E poi, come detto, l’avvenrura del Manifesto: un coraggioso quotidiano di lotta, tuttora orgogliosamente comunista, sostenitore della sfida minoritaria ma comunque dignitosa del PDUP e poi della resistenza di quanti, dagli anni Ottanta in poi, hanno scelto di non arrendersi, di non rassegnarsi alla barbarie del liberismo selvaggio, di non partecipare all’orgia del potere che ha condotto la sinistra di un tempo a destra della destra stessa e di continuare a remare in direzione ostinata e contraria, combattendo con pochi mezzi, fra scissioni, dolorosi addii e problemi di carattere economico e di visibilità, contro questa deriva di cui solo oggi cominciamo a comprendere la dannosità e le conseguenze socio-politiche.
Una vita di lotta, una vita trascorsa al servizio di una causa nella quale non ha mai smesso di credere, una vita spesa a battersi contro quella parte del suo stesso mondo che, oltre a considerarlo un eretico, lo reputava anche, fondamentalmente, un illuso; una vita degnissima, insomma, persino nella triste sobrietà di un addio che ci lasciò senza parole, immerso com’era nei rimpianti, nelle sofferenze e nello strazio per un degrado morale che una persona come lui non riusciva più a sopportare.

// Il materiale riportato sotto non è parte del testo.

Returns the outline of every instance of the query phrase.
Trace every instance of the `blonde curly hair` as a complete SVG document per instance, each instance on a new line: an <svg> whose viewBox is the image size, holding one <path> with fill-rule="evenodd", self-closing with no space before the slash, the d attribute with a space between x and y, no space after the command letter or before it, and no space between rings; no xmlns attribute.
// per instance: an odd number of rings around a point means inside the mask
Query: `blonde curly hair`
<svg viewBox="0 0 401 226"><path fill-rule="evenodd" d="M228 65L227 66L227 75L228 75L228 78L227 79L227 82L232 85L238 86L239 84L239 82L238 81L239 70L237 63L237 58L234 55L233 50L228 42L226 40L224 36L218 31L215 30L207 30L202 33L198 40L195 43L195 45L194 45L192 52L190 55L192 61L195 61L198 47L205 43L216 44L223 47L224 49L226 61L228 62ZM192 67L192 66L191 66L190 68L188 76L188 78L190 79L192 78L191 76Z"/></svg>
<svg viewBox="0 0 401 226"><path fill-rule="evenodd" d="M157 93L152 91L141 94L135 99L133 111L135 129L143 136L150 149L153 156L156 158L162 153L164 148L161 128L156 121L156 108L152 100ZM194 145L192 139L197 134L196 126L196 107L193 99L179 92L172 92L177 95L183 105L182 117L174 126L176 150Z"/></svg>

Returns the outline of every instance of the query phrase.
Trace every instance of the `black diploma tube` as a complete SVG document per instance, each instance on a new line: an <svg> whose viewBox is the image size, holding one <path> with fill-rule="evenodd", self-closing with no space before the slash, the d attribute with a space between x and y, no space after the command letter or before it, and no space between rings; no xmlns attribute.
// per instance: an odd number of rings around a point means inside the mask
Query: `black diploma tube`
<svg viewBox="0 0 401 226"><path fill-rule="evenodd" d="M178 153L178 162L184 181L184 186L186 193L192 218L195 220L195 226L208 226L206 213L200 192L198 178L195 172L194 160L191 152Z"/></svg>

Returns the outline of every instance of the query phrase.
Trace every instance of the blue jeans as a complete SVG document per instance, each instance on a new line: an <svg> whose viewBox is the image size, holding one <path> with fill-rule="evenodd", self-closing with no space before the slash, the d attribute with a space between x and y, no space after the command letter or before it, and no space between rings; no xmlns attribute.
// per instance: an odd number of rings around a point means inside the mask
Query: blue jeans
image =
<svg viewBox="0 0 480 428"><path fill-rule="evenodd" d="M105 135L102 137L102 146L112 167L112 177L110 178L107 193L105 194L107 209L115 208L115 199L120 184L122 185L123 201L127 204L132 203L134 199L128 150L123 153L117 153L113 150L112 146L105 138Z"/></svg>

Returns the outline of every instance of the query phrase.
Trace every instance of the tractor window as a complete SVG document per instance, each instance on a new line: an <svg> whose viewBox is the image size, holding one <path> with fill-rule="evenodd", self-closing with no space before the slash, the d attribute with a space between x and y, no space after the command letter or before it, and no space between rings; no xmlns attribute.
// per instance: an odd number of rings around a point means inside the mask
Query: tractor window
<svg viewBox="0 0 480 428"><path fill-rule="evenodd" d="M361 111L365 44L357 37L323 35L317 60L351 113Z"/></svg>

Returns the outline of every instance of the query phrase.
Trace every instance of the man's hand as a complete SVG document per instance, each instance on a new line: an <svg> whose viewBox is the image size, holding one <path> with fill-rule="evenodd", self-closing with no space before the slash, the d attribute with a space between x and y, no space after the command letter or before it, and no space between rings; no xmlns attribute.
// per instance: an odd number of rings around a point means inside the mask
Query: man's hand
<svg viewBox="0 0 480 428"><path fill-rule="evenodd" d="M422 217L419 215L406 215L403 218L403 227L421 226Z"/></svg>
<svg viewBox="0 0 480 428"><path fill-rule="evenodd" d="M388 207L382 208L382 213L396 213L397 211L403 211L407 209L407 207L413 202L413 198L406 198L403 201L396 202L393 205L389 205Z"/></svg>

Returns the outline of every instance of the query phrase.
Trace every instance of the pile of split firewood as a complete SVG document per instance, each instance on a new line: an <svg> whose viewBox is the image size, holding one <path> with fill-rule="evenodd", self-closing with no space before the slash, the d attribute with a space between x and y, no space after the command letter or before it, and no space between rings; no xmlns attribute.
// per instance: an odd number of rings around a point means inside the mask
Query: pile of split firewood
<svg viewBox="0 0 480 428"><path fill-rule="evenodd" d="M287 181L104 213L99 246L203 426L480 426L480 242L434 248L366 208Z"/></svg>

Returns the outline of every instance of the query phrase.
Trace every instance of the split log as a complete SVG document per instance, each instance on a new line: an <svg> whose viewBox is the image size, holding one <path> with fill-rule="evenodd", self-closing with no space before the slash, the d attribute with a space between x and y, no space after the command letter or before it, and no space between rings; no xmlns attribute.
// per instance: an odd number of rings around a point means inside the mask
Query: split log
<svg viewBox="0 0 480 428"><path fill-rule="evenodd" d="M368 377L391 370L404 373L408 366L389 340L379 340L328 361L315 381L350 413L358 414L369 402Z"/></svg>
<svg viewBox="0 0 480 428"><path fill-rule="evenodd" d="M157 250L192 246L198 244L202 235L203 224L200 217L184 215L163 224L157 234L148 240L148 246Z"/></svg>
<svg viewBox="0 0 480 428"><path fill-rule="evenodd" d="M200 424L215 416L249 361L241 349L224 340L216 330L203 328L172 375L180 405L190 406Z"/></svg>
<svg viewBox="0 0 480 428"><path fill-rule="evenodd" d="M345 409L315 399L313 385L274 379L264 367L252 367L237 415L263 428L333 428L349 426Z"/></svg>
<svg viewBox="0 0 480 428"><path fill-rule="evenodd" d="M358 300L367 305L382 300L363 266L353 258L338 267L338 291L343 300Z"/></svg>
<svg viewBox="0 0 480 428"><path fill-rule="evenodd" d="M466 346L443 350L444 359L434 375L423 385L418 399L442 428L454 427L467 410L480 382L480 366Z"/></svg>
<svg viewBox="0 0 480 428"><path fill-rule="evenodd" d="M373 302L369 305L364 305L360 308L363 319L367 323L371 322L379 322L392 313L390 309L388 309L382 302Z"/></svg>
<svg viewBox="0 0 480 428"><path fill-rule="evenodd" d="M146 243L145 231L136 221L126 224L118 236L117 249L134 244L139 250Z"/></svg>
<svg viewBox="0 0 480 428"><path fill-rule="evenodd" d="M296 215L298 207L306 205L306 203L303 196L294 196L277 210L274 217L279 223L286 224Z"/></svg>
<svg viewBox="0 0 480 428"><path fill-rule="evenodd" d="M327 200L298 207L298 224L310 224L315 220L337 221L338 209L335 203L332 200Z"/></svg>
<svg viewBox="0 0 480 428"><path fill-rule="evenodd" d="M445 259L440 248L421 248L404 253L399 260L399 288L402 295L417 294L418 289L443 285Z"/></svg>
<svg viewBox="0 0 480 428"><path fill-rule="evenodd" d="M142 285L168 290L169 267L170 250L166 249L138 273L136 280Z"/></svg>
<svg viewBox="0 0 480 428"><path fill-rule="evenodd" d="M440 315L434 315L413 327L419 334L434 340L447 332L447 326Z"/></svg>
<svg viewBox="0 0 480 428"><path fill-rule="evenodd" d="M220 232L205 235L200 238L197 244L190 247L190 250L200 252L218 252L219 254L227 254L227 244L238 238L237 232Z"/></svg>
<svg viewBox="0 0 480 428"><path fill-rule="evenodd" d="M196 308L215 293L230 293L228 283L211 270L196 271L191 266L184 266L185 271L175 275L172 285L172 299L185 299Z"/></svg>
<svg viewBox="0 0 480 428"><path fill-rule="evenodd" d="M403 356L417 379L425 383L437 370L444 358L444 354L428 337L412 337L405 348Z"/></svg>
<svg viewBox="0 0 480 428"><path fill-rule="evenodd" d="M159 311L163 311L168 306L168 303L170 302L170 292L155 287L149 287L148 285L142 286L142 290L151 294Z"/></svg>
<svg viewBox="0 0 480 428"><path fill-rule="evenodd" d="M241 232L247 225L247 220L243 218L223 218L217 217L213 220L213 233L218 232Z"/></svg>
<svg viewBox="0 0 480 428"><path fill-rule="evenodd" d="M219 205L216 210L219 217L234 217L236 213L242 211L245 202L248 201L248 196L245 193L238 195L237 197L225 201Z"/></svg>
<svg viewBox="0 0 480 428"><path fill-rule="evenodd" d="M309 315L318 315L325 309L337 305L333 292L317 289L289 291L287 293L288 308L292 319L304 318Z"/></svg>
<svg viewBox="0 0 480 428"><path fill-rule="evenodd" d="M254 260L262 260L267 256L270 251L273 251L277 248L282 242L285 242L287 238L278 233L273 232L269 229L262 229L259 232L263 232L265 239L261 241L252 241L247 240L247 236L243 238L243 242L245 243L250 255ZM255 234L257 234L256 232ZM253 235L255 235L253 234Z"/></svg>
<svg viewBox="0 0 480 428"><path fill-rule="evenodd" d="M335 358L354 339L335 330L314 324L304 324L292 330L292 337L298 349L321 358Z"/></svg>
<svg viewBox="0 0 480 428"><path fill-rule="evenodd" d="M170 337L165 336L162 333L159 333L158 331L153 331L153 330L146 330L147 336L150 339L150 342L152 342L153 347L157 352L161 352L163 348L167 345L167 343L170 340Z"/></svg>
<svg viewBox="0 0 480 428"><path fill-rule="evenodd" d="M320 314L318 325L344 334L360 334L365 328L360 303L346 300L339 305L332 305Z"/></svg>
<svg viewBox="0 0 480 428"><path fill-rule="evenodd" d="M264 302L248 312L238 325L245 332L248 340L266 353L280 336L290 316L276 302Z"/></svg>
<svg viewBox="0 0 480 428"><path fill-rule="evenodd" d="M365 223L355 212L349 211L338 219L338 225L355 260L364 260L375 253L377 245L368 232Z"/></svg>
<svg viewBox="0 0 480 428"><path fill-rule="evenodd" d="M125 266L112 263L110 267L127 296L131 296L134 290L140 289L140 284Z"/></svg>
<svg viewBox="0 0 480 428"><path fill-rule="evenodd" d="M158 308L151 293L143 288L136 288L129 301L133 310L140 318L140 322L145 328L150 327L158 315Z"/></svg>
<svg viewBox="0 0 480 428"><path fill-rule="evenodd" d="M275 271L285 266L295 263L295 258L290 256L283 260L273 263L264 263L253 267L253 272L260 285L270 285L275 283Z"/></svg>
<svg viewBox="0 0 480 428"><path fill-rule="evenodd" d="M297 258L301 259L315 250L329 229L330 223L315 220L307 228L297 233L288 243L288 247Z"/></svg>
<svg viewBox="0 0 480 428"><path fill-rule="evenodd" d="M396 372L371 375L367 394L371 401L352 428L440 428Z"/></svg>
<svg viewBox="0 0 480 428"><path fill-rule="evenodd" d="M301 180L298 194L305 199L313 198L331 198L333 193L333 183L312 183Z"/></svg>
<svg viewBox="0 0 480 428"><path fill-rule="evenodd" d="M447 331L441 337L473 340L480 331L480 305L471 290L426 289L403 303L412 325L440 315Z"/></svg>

Se ne è andato cinque anni fa quest’uomo che ha cercato, creduto, inseguito un ideale fino a viverlo dentro di sé e a farne il centro di un’esistenza votata interamente alla costruzione di una società più giusta, in nome di quel socialismo dal volto umano di cui tanto Dubček quanto Allende furono nobili e stimati interpreti.
Cinque anni senza un uomo che anche nel suo ultimo, magistrale scritto sulla storia del PCI, intitolato non a caso “Il sarto di Ulm”, ci ha raccontato la storia del PCI come è stata e come avrebbe potuto essere, mettendo in evidenza lo iato fra l’assurdità di certe scelte e la limpidezza di ciò che si sarebbe potuto e dovuto fare nei momenti di svolta del nostro Paese.
Ci lasciò senza clamore, martoriato dallo sconforto ma ancora estremamente lucido, con l’animo di un militante ferito ma ancora determinato a combattere, cambiando unicamente il proprio terreno di lotta. E siamo certi che il compagno Magri, anche lassù, abbia continuato a cercare, coltivando l’irrequieto splendore della sua prosa in grado di costruire un immaginario che purtroppo, e lo dico con infinita amarezza, non si è mai trasformato, se non in minima parte, in realtà.